The Third Circuit’s decision marked a departure from the majority of both federal maritime and state law cases, see, e.g., Devries v. Gen. Elec. Co., 188 F. Supp. 3d at 456 n.5 (summarizing appellate precedent on the bare metal defense in nationwide asbestos cases at the time the Eastern District of Pennsylvania multi-district litigation court adopted the bright-line rule in Conner); Walls v. Ford Motor Co., 160 A.3d 1135 & n.10 (Del. 2017) (declining to address the issue but collecting state and federal district court cases applying a bright-line bare metal defense), thereby potentially opening the floodgates for claims against previously protected manufacturers. And while the Third Circuit’s analysis turned on a unique principle of federal maritime law (i.e., the protection of sailors), it seems the state law tide is turning in the same direction.

For example, in 2016, Washington’s Supreme Court walked back from its previous application of a bright-line bare metal defense (on which Judge Robreno relied when he adopted the bright-line rule in 2012 in Conner).

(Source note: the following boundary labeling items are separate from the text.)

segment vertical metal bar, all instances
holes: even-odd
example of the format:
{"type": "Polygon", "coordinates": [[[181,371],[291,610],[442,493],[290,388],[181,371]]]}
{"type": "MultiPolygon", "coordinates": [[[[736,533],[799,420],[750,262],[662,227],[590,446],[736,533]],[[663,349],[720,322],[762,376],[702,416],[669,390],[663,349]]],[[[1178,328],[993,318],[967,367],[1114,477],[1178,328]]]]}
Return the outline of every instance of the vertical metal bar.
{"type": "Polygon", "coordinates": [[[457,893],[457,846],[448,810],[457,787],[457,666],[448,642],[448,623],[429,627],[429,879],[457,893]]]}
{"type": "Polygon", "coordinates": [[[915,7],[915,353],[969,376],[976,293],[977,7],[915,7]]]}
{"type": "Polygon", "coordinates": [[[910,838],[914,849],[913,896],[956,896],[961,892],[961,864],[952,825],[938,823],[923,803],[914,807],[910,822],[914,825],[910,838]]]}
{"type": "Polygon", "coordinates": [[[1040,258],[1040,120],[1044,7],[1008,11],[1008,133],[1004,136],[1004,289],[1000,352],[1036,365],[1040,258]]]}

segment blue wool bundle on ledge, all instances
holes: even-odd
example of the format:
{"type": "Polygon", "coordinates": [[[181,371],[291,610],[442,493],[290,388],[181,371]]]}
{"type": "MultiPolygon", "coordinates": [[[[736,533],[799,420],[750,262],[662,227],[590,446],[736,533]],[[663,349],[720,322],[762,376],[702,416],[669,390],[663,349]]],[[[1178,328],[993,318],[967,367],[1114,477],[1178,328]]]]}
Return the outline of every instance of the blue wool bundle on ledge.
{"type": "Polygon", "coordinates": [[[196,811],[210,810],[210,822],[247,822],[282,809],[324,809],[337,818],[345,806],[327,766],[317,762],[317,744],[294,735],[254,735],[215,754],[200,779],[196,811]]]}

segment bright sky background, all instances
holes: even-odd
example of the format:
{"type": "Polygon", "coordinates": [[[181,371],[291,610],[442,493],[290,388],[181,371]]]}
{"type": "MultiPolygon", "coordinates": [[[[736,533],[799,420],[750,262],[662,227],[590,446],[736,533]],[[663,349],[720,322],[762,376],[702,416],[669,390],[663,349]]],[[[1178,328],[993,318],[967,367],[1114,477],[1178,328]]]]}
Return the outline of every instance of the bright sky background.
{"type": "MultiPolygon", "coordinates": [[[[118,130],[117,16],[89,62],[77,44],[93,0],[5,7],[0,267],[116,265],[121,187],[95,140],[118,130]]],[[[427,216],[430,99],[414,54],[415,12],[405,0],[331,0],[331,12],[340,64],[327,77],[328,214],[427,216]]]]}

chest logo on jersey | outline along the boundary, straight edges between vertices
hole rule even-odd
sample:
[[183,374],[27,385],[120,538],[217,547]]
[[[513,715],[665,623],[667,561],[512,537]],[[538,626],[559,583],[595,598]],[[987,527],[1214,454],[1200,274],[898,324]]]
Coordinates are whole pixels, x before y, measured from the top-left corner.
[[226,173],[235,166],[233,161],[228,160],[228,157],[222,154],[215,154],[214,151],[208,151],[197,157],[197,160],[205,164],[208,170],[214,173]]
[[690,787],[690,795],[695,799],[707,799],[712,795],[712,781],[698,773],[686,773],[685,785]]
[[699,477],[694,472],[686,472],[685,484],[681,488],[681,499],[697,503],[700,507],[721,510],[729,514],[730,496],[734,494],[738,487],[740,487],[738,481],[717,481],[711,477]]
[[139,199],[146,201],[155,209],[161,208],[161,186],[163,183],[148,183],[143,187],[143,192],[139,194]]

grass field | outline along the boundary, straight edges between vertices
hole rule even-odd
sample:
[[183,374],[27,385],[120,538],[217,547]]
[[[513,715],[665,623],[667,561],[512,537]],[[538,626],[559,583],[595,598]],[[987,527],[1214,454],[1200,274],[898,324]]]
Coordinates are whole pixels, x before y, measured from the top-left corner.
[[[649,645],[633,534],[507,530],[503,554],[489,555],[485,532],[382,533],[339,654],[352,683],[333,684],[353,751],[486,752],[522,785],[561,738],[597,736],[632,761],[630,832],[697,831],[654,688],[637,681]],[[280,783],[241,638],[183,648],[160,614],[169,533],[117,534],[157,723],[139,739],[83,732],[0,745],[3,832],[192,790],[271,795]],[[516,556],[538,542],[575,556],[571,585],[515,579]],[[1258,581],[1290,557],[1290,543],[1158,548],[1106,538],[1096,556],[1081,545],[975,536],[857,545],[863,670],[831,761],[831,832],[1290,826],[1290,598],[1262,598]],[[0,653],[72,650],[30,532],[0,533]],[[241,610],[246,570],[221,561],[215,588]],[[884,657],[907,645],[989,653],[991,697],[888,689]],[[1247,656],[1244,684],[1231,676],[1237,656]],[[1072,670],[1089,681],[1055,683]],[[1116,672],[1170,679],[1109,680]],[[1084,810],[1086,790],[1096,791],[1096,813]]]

See Macias v. Saberhagen Holdings, Inc., 175 Wash. 2d 402 (Wash. 2012) (under Washington law, manufacturer of asbestos-free product may be liable where intended use of device is what causes the asbestos exposure, under chain of distribution exception). Also in 2016, New York’s highest court rejected a bright-line bare metal defense for failure to warn claims against a manufacturer that knew the Navy would use its asbestos-free products with asbestos-based products, In re New York City Asbestos Litig., 27 N.Y.3d 765, 793-803 (N.Y. 2016) (setting forth the rule, under New York law, that “the manufacturer of a product has a duty to warn of the danger arising from the known and reasonably foreseeable use of its product in combination with a third-party product which, as a matter of design, mechanics or economic necessity, is necessary to enable the manufacturer’s product to function as intended.”), and Oregon’s intermediate appellate court held similarly, McKenzie v. A.W. Chesterson Co., 277 Or. App. 728, 750 (Or. Ct. App. 2016) (rejecting bright-line bare metal defense to strict liability and negligence claims).

Further developments are forthcoming; addressing a defendant-manufacturer’s appeal from a denied post-trial motion for judgment under the bare metal defense, the Third Circuit recently submitted certified questions to the Pennsylvania Supreme Court concenring the availability of, and the appropriate test for, the bare metal defense under Pennsylvania law. See In re: Asbestos Prod. Liab. Litig. (No. VI), 873 F.3d at 235 n.2. As the Pennsylvania Supreme Court has accepted the question, see In re: Asbestos Prod. Liab. Litig. (No. VI) Crane Co., No. 110 EM 2017 (Pa. Oct. 26, 2017), we will report back on its answers and the evolving landscape (and waters) of the bare metal defense.